Venezuela
La dignidad del pueblo venezolano merece el compromiso de un mínimo de la nuestra
Vuelvo, querido lector, tras la holganza veraniega y lo hago con el asunto más grave -entre tantos que no faltan- de cuantos amenazan la convivencia mundial. No vemos el final del conflicto bélico de Gaza, ni de la invasión de Ucrania, y aterra pensar en los poderosos y muy oscuros intereses que sustentan uno y otro mientras se produce ese goteo diario de muertes injustas que desgrana la rutina de los noticieros. Y a los que la opinión pública se va acomodando.
Si la evidencia del gigantesco fraude electoral perpetrado en Venezuela se enquista y el tirano se mantiene en el poder, asistiremos impotentes a un nuevo episodio criminal cuyo inicio sangriento ya se ha cobrado las primeras muertes.
La ejemplaridad y valentía de María Corina Machado y la prudencia y sensatez del embajador Edmundo González Urrutia en su condición de presidente electo por abrumadora mayoría, son el faro que alumbra la esperanza de redención de un país sumido en la oscuridad durante ya veinticinco años de chavismo. Y la ilusión de millones de venezolanos allá y en la diáspora (incluyo, como hace la historiadora Elizabeth Burgos a muchos de los que, chantajeados por el régimen, hayan podido votar por Maduro).

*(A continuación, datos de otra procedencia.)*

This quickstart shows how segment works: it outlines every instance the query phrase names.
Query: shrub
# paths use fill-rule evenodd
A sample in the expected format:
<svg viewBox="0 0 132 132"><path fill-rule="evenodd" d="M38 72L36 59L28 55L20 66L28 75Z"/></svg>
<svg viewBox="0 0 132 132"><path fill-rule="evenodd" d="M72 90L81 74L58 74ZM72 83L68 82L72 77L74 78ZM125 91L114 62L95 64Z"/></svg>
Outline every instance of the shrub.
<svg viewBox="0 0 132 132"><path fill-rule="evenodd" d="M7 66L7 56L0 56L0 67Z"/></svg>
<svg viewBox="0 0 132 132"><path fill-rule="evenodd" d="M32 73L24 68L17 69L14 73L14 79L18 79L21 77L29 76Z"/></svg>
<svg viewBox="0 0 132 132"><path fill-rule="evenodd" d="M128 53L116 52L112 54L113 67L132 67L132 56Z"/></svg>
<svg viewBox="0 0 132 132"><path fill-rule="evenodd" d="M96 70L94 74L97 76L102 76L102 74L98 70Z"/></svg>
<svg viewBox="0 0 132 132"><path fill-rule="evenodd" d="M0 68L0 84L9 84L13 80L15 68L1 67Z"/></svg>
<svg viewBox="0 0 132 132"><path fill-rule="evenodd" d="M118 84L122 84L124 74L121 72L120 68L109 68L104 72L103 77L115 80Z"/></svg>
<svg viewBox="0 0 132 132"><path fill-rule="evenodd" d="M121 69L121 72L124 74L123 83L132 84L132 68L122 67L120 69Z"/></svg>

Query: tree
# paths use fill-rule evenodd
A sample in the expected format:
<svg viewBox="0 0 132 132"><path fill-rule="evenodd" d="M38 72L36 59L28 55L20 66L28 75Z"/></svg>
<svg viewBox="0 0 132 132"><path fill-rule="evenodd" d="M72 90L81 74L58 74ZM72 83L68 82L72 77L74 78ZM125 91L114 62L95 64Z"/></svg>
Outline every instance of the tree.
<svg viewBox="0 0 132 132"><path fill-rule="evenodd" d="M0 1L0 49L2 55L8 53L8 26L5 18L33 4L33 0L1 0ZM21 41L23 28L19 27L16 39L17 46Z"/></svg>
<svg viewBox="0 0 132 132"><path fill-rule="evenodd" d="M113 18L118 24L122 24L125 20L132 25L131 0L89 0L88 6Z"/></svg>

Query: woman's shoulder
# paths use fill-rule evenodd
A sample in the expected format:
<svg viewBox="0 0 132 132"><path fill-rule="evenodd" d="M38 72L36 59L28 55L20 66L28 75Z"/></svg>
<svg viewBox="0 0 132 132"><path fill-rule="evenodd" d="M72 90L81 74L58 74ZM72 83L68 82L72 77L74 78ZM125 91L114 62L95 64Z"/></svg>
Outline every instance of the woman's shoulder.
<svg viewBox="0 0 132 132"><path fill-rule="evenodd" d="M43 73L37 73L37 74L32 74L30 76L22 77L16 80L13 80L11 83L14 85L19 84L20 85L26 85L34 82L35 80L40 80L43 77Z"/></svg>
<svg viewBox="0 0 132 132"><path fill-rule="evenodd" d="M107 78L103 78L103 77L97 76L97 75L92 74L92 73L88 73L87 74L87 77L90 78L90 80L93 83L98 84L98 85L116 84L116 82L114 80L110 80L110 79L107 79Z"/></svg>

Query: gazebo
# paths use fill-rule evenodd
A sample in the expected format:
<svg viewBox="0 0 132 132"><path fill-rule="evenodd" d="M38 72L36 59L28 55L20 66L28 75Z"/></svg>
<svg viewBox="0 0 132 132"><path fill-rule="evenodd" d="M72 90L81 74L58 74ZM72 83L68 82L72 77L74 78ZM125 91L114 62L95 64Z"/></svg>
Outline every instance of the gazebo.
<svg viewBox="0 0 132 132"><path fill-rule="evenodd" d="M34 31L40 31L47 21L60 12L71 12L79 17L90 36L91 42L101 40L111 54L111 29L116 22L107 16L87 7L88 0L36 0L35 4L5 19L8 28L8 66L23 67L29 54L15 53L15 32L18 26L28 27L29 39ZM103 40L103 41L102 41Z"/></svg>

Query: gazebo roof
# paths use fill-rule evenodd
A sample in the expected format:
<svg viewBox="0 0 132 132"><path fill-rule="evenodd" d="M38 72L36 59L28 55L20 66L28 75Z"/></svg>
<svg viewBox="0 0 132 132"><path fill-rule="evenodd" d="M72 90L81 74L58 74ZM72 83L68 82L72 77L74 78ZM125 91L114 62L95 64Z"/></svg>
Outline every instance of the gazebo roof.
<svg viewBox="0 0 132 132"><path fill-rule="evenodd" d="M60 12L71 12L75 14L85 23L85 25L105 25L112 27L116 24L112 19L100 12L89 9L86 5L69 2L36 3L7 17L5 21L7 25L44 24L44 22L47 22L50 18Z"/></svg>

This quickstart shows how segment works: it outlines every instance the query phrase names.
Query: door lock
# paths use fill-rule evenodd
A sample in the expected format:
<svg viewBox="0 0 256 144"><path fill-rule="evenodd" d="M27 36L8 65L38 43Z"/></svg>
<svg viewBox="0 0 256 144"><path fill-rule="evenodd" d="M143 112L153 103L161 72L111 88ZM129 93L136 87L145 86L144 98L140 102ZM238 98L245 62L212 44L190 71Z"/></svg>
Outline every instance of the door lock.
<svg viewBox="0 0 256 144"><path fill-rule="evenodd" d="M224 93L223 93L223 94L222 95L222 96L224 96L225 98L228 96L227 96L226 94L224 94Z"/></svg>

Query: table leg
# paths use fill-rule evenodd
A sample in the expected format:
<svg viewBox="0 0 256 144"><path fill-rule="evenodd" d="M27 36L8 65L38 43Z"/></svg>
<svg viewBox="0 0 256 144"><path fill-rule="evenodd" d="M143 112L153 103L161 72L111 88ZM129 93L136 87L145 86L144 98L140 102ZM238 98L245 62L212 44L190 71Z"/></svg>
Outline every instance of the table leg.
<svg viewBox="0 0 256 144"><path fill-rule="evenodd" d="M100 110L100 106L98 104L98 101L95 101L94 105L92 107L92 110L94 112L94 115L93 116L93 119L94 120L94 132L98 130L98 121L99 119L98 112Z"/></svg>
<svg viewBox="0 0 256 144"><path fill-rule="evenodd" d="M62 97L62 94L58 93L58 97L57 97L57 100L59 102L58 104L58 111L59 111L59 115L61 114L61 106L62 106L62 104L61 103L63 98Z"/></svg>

Posiciones tibias como las que hemos observado en nuestro país o, peor, cómplices con el esperpento (como es el caso de Rodríguez Zapatero) no son de recibo
“Que nuestros hijos vuelvan”, la consigna que resume de manera integral la situación a la que ha llegado uno de los países más hermoso y rico en recursos de latino América y el mundo, contiene las claves de la degradación y podredumbre que, poco a poco, paso a paso, se fue instalando en la sociedad venezolana para pasmo de muchos, complicidad de no pocos y desentendimiento de todos. Pero hasta aquí hemos llegado. El tesón y el valor de la oposición democrática, legítima ganadora de unas elecciones en las que competía en inferioridad de condiciones con el oficialismo, en las que se impidió votar prácticamente a todos los venezolanos en el exilio, y en las que se rechazaron observadores internacionales neutrales, tiene que llevar a buen puerto al conjunto de la sociedad venezolana.
El modelo de transición sin “venganza” que los indiscutibles vencedores están ofreciendo al sátrapa debe tener el apoyo decidido de todos regímenes democráticos del planeta, como lo tiene de hecho de todas las personas de bien.
Por el contrario, posiciones tibias como las que hemos observado en nuestro país (“me gustaría ver a España liderando el apoyo en Europa” dijo María Corina a los periodistas españoles unos días atrás) o, peor, cómplices con el esperpento (como es el caso de Rodríguez Zapatero) no son de recibo. Y acaso, en la práctica, el vergonzoso reconocimiento de los mismos vicios.
El vídeo de Diosdado Cabello dirigiéndose a los “suyos” en su condición de nuevo sanguinario ministro de Interior pone los pelos de punta y debiera ser objeto de repulsa y condena inmediata del gobierno de España. Lejos de ello, una parte del mismo se pone de perfil y la otra incluso pretende blanquearlo. La todopoderosa Delcy Rodríguez (la de las maletas) completa ese triunvirato criminal que la Unión Europea no reconoce pero evita repudiar.
Mientras tanto, miles y miles de venezolanos penden de un hilo allá. Y miles y miles repartidos por el mundo asisten impotentes a este fracaso que adquiere ya proporciones universales. Unos y otros aspiran al único final razonable que puede tener este asunto, y la comunidad internacional tiene que jugar un papel decidido y decisorio.
No caben medias tintas, ni cobardías, ni traiciones. La dignidad del pueblo venezolano merece el compromiso de un mínimo de la nuestra.